Concedida no dia 28 pelo juiz José Vinícius Jappur, da 2ª Vara da Fazenda Pública da capital, a liminar vetava qualquer gasto do governo com o OP, incluindo o uso de 25 carros oficiais emprestados pela Empresa de Assistência Técnica e Extensão Rural (Emater) do Rio Grande do Sul e de funcionários para ajudar na organização das assembléias populares em 467 municípios. Para o juiz, o OP não existe legalmente e, portanto, não poderia receber verba pública. Na segunda-feira (07), a primeira tentativa do Palácio Piratini para cassar a liminar foi frustrada. O desembargador Wellinton Pacheco Barros, da 4ª Câmara Cível do TJ, indeferiu o agravo de instrumento interposto pela Procuradoria-Geral do Estado (PGE), alegando que o governo estadual não seria parte envolvida na questão.
No despacho de hoje, o presidente do TJ observou que "o Orçamento Participativo é aspiração de grande parte do eleitorado gaúcho, havendo milhares de pessoas envolvidas no processo".
Reparou ainda, como "ponto mais importante", que "o trabalho se encontrava em andamento e que o orçamento tem de ser apresentado à Assembléia Legislativa até o dia 15 de setembro".

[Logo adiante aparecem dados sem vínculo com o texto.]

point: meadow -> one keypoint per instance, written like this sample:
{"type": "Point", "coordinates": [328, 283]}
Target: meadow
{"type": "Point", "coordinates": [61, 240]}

Como o mérito da ação popular que originou a liminar ainda demorará "alguns meses" para ser julgado, o desembargador entendeu que a suspensão da medida seria o caminho menos danoso.
Ele disse que, se a ação for considerada procedente, os responsáveis terão de arcar com as "despesas indevidas". A ação popular contra o OP foi encaminhada pelo ex-governador e deputado Alceu Collares (PDT). Embora do PDT, partido que integra o governo Olívio Dutra (PT), Collares está em linha de choque com a direção pedetista. Considerando-se maltratado pelos petistas durante a gestão no governo estadual (1990-1994), o ex-governador nunca digeriu a aliança do PDT com o PT. As críticas dele ao governo e aos pedetistas que se aliaram ao PT motivaram uma reação enérgica da executiva estadual do partido que o acusa de desrespeitar "a própria história do trabalhismo" e pretende o submeter ao conselho de ética.
Collares terminou o mandato de governador com baixos índices de popularidade e com um racha profundo no PDT. Durante a gestão, rompeu com dois aliados de campanha, o PSDB e o PC do B. O ex-governador interpretou a medida tomada pela direção partidária como "inconsequente" e advertiu que os dirigentes do partido "terão de rever a decisão".